Les crânes des Killing Fields


Mes impressions

Au final, visiter les Killing Fields fut une expérience intéressante. C’est important qu’un lieu pareil existe aujourd’hui pour rappeler ce qu’il s’est passé. D’ailleurs on a vu beaucoup d’enfants Cambodgiens faire la visite avec leur école.

J’ai également été marquée par la sérénité du lieu. Nous nous trouvions sur les lieux même des histoires atroces qui nous étaient racontées et pourtant le parc était incroyablement apaisant. Certains disent que l’on sent la mort dans les lieux marqués d’histoire, mais le site me démontre le contraire. Mais bon, à l’échelle de l’existence de la terre, la mort est absolument partout…

La vue du parc des Killing Fields

Néanmoins; je regrette un peu le manque de contextualisation des faits. Ce n’est clairement pas un musée : il faut se renseigner sur les événements avant de venir. Sans ça, il est difficile de comprendre pourquoi on nous parle des Vietnamiens, pourquoi l’ONU n’a pas agit ou comment les Khmers Rouges ont pu prendre le pouvoir.

Je regrette aussi que l’audio-guide n’explique pas plus les procédés qui ont permit aux leaders des Khmers Rouges de manipuler ainsi leurs soldats pour leur faire faire des choses dont ils se pensaient incapables. Pour moi, c’est ça le vrai danger : personne ne s’imagine tuer ses voisins, pourtant dans un certain contexte et avec une certaine pression, on est capables de tout. Il aurait été pertinent d’expliquer le fonctionnement du système de Pol Pot, l’appel au racisme, le contrôle par la peur, le rôle paternel de l’état… Sinon, on ne peut pas se rendre compte qu’une situation pareille est en fait reproductible absolument partout…


Le reste de Phnom Penh

Pour le reste de notre séjour à Phnom Penh, nous n’avons pas fait grand chose.

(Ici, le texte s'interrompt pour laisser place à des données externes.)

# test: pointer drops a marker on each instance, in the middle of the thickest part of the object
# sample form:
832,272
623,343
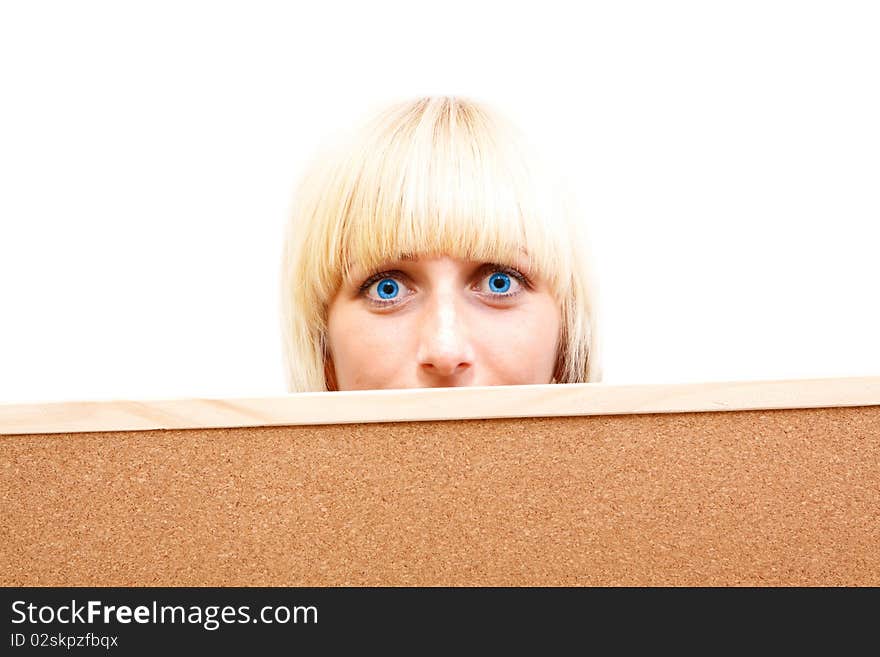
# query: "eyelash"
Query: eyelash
486,270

On a visité le night market (bof) et on a bu un coup au bord du Mékong. Le reste du temps on s’est surtout promenés, photographiant ça et là les beaux panoramas qu’on croisaient. Comme je le disais en intro, la ville est très sale et pas très engageante.

Le night market de Phnom Penh

La vue du Mekong

Après nos quelques jours dans la capitale, nous reprenons donc la moto pour remonter doucement le Mékong. Il nous reste une semaine pour atteindre la frontière Laotienne.